MOTHERFUCKING CAB DRIVERS (ESTÁ UNA PÁGINA GRITANDO) →[More:]
Dude, what the fuck? It is 4:45 in the morning. Do NOT honk your horn. At all. For any reason. (Seriously, the dispatcher asked me how much he was using the horn. Enough to wake me up out of a
sound sleep, you fucker of your own mother, and that's all you need to know). Next time I'm going down with a baseball bat and I will start fucking your cab up until you drive off and lose your fare, you fat fuck.
Shit, I've got to drive down to NYC tonight to dispose of my father's ashes. I NEED MY FUCKING SLEEP.
(you will have to imagine the CAPS; it's too early in the morning for me.)
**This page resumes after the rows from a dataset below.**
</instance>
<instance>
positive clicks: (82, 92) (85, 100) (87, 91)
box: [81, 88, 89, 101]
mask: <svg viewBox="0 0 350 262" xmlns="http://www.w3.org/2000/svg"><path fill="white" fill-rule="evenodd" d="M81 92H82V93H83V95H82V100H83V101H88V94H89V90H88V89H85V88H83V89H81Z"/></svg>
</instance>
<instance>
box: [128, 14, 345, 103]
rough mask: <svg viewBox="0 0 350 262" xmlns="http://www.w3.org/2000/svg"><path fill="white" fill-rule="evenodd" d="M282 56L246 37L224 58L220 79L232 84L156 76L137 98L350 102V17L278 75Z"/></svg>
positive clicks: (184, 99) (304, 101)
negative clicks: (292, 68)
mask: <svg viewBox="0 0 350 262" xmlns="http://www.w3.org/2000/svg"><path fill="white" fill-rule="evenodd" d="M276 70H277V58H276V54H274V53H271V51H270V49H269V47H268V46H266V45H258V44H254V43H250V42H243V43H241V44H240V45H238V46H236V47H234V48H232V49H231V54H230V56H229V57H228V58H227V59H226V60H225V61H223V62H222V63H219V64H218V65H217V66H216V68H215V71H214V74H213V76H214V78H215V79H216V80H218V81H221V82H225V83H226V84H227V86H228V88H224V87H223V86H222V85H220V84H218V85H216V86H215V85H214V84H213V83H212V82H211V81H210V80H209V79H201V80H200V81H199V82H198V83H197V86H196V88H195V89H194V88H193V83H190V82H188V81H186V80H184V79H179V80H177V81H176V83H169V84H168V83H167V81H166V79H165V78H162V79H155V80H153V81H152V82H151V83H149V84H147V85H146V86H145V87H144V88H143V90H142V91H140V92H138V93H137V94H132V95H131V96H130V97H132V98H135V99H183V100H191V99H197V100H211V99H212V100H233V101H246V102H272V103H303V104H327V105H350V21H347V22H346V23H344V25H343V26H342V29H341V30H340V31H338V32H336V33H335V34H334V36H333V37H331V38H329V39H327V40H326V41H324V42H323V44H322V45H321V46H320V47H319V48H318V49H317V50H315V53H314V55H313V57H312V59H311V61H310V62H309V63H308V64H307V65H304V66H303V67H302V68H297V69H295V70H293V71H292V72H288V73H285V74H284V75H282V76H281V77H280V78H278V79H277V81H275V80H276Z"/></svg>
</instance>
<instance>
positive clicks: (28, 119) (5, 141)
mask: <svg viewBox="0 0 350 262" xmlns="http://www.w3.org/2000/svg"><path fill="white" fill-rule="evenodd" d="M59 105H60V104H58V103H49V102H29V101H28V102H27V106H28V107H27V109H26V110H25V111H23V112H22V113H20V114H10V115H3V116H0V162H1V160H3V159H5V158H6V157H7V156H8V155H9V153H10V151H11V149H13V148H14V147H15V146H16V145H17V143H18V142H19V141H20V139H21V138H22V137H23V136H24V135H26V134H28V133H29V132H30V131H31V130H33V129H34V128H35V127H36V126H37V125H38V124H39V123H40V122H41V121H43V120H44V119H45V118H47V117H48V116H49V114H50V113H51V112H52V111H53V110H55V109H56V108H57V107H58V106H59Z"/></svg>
It's bad enough there's b-boys driving their riced-out $500-car-with-$7000-worth-of-parts-and-bodywork what's-a-muffler? pieces of shit junk hoopdies up and down the block til the wee hours, then I get woken up by huge freakin' industrial commercial trucks (and I mean the big ones; there's apparently a tree service right down the block) idling at 140-frickin-jet-engine decibels outside my window. Seriously, this apartment would be awesome if it weren't for the noise. And I don't mean the gentle sussurations of a background kind of noise, nor a constant urban hubbub. I mean noise as in "loud enough to make you go deaf over time 100+ dB shit I don't need to be hearing jackin my sleep and fucking with my REM just because I like fresh air and open windows" noise.